Sharon Foster, from Camborne, is one of the public sector workers striking over planned changes to pay and pensions.
Ms Foster, who is also a member of the authority's pension fund committee, said "there should be good pensions for all".
Unions claim the changes would mean people working longer, paying more and receiving less when they retire.
The industrial action resulted in the closure, or partial closure, of 177 of the county's 274 schools.
Ms Foster said: "There comes a time when the government needs to listen, and this may be that time.
'Bankers' failings'
"We can't sit back and let them do this to us.
"The government is planning to change our pension scheme which was only reorganised in 2008 and at that time it was thought to be sustainable and and fair and affordable."
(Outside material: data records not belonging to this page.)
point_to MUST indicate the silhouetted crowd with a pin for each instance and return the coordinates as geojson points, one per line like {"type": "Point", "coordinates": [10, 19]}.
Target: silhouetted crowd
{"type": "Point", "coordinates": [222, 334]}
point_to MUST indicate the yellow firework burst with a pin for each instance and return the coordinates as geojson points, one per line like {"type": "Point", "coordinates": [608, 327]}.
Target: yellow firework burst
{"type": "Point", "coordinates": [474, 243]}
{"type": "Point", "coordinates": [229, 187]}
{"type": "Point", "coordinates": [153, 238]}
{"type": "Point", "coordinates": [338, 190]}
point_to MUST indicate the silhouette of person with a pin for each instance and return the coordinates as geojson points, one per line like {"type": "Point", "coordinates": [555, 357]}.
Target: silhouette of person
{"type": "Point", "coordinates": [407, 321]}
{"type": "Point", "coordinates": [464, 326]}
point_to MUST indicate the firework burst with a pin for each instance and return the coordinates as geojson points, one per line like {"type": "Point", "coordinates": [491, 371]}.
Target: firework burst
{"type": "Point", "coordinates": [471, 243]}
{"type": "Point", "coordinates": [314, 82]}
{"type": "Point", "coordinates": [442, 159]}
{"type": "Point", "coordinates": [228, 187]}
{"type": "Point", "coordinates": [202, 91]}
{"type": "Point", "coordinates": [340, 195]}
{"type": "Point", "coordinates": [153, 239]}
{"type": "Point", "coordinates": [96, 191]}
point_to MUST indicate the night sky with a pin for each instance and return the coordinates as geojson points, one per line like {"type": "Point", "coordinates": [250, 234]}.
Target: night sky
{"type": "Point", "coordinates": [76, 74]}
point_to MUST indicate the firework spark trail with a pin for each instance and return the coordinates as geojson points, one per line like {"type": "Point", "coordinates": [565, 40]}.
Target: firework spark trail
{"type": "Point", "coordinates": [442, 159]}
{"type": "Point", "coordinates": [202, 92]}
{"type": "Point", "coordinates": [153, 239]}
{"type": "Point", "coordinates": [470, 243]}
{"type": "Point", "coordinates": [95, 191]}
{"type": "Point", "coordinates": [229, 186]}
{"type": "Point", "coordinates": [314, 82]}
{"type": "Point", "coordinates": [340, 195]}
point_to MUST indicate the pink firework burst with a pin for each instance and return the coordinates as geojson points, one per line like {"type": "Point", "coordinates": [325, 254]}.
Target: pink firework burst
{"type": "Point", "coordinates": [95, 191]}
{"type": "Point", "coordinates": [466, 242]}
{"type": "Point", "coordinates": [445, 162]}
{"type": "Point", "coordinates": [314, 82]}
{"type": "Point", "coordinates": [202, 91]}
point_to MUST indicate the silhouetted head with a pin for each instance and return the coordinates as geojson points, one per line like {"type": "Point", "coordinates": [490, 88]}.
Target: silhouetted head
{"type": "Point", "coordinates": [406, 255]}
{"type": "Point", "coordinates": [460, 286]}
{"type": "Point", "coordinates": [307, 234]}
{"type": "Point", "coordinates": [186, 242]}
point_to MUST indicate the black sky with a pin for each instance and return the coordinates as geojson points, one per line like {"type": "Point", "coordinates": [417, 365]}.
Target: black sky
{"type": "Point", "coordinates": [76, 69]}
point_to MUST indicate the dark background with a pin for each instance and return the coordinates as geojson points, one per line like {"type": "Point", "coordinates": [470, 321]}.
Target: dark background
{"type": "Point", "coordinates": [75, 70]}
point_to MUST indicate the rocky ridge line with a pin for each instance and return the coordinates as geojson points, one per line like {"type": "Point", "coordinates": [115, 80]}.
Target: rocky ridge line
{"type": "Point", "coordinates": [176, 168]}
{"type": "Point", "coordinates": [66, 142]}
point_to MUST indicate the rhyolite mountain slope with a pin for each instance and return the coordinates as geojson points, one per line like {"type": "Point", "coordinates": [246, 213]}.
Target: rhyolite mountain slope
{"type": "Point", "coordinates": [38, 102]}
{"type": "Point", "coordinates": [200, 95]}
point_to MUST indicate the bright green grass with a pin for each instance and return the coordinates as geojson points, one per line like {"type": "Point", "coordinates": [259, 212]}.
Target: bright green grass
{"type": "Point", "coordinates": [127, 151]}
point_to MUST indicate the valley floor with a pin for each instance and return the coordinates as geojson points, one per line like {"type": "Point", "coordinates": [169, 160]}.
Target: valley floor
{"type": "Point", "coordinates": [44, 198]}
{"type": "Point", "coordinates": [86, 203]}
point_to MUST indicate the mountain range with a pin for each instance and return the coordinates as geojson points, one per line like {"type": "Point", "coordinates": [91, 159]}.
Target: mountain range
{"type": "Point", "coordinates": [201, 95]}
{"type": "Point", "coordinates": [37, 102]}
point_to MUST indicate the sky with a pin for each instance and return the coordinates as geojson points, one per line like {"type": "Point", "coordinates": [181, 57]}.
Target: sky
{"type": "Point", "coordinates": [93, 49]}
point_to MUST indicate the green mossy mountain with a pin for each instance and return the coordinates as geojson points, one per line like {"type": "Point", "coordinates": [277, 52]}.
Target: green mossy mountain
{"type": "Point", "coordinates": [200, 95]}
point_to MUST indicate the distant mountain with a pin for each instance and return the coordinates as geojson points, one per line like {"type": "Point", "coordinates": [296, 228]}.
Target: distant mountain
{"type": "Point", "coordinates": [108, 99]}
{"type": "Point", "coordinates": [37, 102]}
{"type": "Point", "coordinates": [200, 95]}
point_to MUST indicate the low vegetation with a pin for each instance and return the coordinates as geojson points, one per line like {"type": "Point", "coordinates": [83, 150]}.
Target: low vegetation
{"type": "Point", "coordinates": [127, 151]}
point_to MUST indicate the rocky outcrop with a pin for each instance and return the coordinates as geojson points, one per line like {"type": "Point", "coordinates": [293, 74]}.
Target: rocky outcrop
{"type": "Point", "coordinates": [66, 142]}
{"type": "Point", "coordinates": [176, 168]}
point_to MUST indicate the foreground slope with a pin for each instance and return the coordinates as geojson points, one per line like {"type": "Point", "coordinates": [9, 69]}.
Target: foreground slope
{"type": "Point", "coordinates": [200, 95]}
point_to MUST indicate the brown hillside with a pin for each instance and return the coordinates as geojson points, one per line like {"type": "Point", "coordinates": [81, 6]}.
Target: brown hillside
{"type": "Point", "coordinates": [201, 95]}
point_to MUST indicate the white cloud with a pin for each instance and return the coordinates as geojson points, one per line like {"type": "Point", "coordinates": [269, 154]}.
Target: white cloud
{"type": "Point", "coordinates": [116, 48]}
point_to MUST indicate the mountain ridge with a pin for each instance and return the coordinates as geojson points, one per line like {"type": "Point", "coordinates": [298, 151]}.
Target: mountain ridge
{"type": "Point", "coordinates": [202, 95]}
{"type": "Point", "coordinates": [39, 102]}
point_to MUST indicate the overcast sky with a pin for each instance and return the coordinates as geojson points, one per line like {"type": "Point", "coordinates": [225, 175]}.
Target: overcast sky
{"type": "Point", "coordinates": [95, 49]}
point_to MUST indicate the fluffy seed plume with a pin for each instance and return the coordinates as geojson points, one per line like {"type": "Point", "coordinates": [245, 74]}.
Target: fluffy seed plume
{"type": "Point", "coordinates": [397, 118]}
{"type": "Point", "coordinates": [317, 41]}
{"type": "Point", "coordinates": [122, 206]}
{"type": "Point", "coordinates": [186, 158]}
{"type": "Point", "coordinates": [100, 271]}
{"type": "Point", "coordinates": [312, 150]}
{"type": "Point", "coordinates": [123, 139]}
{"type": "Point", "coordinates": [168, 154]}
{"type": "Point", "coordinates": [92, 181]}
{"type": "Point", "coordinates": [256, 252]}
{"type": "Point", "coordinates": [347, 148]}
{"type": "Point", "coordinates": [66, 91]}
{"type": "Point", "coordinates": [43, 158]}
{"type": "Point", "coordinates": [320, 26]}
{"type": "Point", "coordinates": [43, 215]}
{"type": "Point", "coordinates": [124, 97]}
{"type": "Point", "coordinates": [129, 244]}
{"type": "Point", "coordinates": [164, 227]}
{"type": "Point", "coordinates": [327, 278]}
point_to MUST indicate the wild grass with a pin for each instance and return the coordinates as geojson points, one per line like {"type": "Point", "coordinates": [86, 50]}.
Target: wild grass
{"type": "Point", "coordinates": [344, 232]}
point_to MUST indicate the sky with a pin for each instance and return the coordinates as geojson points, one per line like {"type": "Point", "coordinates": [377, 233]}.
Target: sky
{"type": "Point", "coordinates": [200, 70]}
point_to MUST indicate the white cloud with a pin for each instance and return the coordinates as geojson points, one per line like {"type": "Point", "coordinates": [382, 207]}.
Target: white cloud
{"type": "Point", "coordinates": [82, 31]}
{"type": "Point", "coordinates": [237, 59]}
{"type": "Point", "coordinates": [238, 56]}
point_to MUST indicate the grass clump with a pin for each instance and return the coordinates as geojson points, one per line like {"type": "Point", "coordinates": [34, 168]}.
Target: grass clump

Ms Foster said the government wanted them "to pay up to double our current contributions, to work for longer, and to get less money at the end of it".
She added: "You don't tear up good pensions, you make bad pensions better."
"The average occupational pension is actually £9,000 a year, the average public service pension is £7,800 a year, but the average in local government is a lot less that that, it's about £4,000 a year."
Ms Foster said that if the government did not want to "take the money out to give to the bankers to make up for the bankers' failings", the economy could afford to keep this type of pension going.
"There's enough money in the local government pension scheme that if nobody made any contributions for the next 20 years this would still be enough money to pay out," she claimed.
The government said the strikes would "achieve nothing" and has called on the unions to continue negotiations.